I guess at this point I should elaborate on the “appeal” of Welk for me. Why do I like the show, which is now in syndication on PBS? Well, there’s the nostalgia aspect. This show was part of my childhood DNA. If my folks weren’t playing bridge or at a dinner party on Saturday night, Welk was usually on – at least for a few minutes. My dad loved good big band jazz (e.g. Benny Goodman, Artie Shaw, Count Basie). And even though he referred to Welk’s style of music as “schmaltz” – and my mom still calls it “fruity” – it was probably the closest they could get to their halcyon youth in the 1930s and ’40s… at least on television.

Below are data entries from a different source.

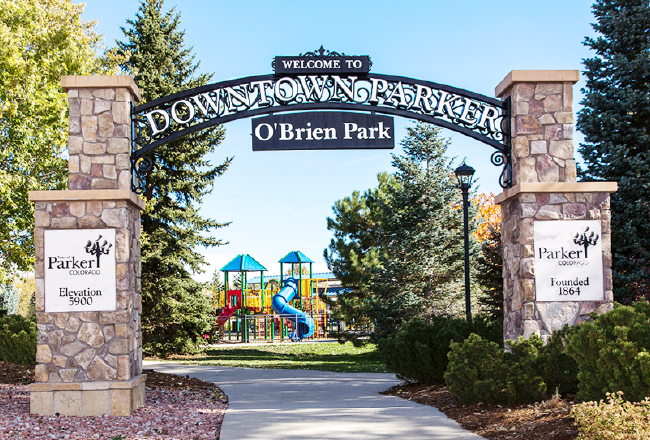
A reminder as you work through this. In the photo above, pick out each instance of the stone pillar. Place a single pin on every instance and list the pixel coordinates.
(545, 189)
(90, 363)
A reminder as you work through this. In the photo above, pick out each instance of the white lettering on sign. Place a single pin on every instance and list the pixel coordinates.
(568, 261)
(79, 267)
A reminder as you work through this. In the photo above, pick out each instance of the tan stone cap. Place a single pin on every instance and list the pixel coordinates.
(561, 187)
(536, 76)
(88, 195)
(101, 82)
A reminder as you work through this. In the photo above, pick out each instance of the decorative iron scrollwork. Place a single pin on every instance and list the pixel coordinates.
(172, 117)
(320, 53)
(140, 168)
(501, 159)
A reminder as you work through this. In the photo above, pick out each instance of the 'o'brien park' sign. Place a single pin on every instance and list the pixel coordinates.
(322, 131)
(568, 261)
(324, 81)
(79, 270)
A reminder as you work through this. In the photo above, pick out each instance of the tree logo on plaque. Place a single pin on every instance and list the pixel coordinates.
(97, 250)
(75, 281)
(585, 239)
(568, 264)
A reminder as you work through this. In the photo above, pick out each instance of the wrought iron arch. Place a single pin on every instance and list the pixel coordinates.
(171, 117)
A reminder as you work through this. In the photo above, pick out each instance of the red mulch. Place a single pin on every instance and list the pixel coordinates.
(513, 422)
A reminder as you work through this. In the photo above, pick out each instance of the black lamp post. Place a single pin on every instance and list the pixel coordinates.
(464, 173)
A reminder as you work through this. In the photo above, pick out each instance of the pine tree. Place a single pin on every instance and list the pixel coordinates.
(353, 252)
(421, 236)
(616, 123)
(175, 312)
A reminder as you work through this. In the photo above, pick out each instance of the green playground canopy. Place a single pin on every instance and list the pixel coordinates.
(242, 263)
(295, 257)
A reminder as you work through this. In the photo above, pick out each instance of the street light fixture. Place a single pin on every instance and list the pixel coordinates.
(464, 174)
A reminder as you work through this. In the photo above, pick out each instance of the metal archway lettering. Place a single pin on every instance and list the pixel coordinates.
(172, 117)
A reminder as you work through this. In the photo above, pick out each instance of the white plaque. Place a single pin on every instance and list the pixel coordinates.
(568, 261)
(79, 270)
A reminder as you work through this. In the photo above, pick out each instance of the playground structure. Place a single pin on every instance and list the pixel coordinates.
(273, 311)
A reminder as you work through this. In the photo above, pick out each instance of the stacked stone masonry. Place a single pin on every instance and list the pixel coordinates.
(90, 363)
(523, 316)
(91, 346)
(543, 154)
(99, 142)
(543, 127)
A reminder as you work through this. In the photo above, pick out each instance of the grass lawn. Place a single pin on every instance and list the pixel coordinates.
(324, 356)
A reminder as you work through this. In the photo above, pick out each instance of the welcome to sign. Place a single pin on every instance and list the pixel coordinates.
(325, 81)
(163, 120)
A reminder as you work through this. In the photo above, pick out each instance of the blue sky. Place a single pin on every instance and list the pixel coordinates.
(278, 201)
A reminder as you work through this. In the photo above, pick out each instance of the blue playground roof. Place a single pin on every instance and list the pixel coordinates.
(242, 263)
(267, 278)
(295, 257)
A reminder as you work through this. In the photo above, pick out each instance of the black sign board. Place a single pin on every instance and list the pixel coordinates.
(323, 131)
(333, 65)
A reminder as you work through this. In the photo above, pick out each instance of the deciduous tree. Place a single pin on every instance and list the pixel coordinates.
(40, 40)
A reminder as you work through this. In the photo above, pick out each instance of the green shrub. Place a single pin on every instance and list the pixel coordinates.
(475, 372)
(556, 366)
(614, 420)
(18, 340)
(418, 352)
(612, 353)
(9, 299)
(481, 371)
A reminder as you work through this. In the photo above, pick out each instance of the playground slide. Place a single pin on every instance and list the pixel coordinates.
(226, 313)
(303, 323)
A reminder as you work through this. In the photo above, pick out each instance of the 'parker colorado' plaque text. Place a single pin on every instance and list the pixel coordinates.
(79, 270)
(568, 261)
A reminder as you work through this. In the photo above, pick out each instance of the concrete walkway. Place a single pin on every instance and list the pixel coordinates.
(317, 405)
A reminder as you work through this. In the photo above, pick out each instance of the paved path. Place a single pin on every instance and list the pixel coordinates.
(317, 405)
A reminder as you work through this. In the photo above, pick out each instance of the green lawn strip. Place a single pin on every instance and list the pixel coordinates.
(315, 356)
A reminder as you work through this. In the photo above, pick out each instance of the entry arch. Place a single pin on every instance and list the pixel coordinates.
(171, 117)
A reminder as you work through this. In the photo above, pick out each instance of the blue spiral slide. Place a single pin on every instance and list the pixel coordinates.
(303, 324)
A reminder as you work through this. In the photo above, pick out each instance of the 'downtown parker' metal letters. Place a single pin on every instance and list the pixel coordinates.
(174, 116)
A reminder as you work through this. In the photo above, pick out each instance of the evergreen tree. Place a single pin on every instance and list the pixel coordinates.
(616, 123)
(353, 252)
(175, 312)
(398, 248)
(421, 235)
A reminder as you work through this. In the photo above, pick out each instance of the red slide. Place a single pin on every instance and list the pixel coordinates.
(226, 313)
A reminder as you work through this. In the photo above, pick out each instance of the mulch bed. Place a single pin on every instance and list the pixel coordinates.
(177, 407)
(182, 407)
(515, 422)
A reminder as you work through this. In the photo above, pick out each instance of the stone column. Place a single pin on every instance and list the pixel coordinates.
(545, 189)
(90, 363)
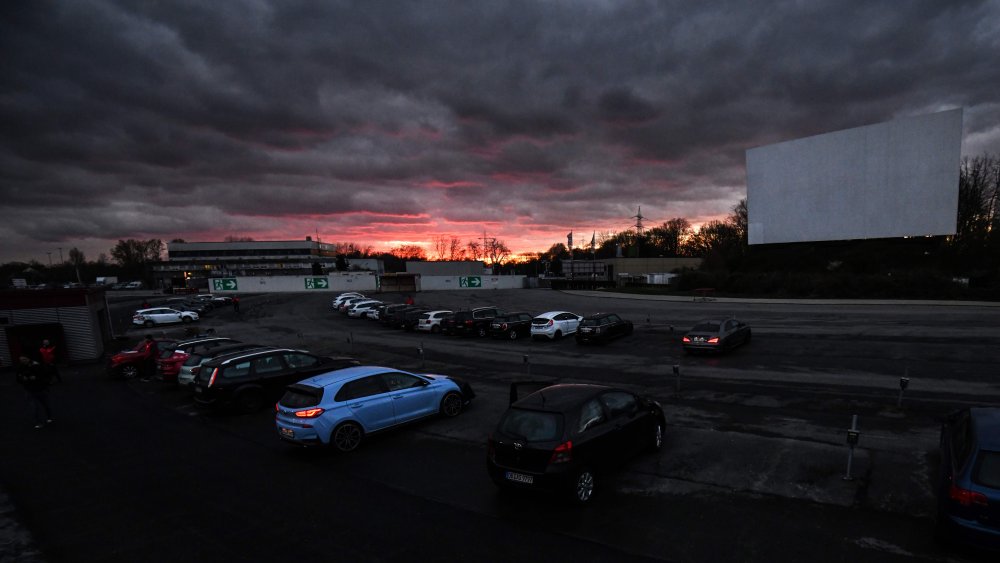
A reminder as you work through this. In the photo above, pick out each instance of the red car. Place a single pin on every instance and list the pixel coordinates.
(170, 360)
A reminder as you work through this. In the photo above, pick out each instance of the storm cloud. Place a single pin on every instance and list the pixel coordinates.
(394, 122)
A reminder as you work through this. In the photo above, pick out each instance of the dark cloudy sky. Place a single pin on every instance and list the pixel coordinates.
(389, 123)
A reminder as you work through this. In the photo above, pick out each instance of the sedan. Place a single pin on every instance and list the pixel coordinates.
(340, 408)
(565, 438)
(602, 327)
(162, 315)
(716, 336)
(555, 324)
(969, 479)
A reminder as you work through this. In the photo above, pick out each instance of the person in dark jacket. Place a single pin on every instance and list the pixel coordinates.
(35, 381)
(47, 354)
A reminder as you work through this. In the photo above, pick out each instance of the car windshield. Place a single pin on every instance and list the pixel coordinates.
(988, 470)
(532, 426)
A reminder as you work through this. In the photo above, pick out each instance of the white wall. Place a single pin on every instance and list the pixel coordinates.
(893, 179)
(431, 283)
(340, 282)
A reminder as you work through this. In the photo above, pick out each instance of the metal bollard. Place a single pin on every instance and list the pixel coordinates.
(853, 436)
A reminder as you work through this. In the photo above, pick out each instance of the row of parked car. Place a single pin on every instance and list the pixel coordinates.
(709, 335)
(485, 321)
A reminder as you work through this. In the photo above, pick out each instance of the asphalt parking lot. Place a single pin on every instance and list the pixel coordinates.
(753, 467)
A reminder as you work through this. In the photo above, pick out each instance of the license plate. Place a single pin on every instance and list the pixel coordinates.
(520, 478)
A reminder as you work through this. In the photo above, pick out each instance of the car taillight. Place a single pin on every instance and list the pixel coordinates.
(563, 453)
(966, 497)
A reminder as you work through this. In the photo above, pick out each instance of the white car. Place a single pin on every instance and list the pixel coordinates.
(431, 320)
(361, 308)
(162, 315)
(555, 324)
(339, 300)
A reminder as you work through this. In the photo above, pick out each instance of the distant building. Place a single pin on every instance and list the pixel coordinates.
(191, 264)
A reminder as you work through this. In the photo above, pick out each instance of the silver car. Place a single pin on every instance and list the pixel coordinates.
(554, 324)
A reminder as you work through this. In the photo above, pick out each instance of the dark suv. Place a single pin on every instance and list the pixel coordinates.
(476, 321)
(249, 380)
(511, 325)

The other reason I like Welk is that, no matter how staid or cheesy the entertainment might be, it has a high “feel good” factor. For an hour, “The Lawrence Welk Show” is a great way to forget the stresses in life. I recently discovered that, of all people, the writer and infamous hermit J.D. Salinger (“Catcher in the Rye”) used to dance along with the Welk program. Maybe he found some joy here to leaven some of the darkness in his life.

You see, Welk’s music and skits are always upbeat. They may be corny, but they’re never sardonic or snide, like so much post-“Saturday Night Live” entertainment today. The performers are always smiling and really seem to be having fun. And the champagne bubbles are always floating. Right along with my beer suds.